When one door closes, another one opens.

It’s an opportunistic saying, meant to help you look on the bright side and remain optimistic that change is for the best.
What I’ve realized about myself recently is that I actually prefer to live in a revolving door. I do the same things over and over, keeping the door open for as long as I like. When I get attached, I find no reason to leave.
It’s probably best not to get attached. At least to the extent I normally do. But I always tend to throw myself wholeheartedly into the things that excite me most. That make me feel the most alive.
Naturally, that comes with a curse.
That is – I’ve often struggled to accept life’s grandest of changes. It hits me hard. Sometimes for weeks. Sometimes for months.
Battling all of that the past few months has taught me the harsh lesson that I should have already known from years of listening to CHVRCHES.
The past is in the past, it isn’t meant to last.

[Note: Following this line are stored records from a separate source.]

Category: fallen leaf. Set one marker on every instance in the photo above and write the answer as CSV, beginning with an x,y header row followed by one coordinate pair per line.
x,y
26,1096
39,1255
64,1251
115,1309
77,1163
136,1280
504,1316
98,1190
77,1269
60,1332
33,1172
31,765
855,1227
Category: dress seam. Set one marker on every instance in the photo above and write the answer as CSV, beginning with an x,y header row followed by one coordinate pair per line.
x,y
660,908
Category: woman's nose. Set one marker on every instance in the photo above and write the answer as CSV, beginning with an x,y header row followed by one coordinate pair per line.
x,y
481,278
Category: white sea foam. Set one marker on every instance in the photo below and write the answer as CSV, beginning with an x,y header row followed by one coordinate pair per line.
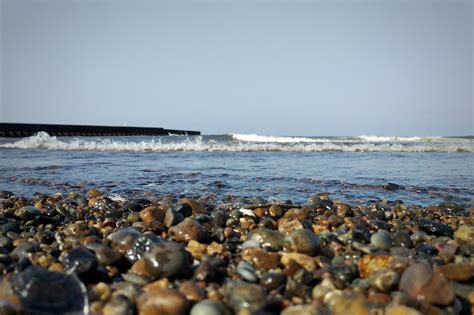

Perhaps it takes me longer than most to let go. Perhaps I need others to carry me home. But the only way forward is to accept the change. To, more or less, celebrate the end. To scan for those new doors, and fearlessly open them. To even go one step further, and leap through the door if it feels like the right time.
The only thing we can do with change is to accept it.
I’ve often tried to fight back. To work all the angles until I’ve exhausted myself.
In most cases, working all the angles only broke the protractor completely.
If there’s something needing to be let go, fighting for it to stay alive seems to only result in liquid death.
It’s best, it seems, no matter how difficult it may be, to let go.

Sometimes, you can go back to the same door and open it again. If it’s meant to be that way, I believe that the door can open again. When the time is right.
But speaking from experience, trying to go through a closed door only leaves you with more of a headache.
It’s not about closing the door forever. No one wants to say never.
Knowing how invested and attached I get, sometimes I feel like I have to tell myself never.
But in that famous saying about doors – when one door closes another opens – it’s not the first door that’s important. It’s the second one. The first door is almost irrelevant. Only useful as a springboard. As a rocket launcher toward a new, open one.
It’s all about the new beginnings. It’s about accepting the reality and accepting that nothing you do or say can change the past. It’s all about looking up to the future and seeing what might come now.
After all, the past is in the past. It isn’t meant to last.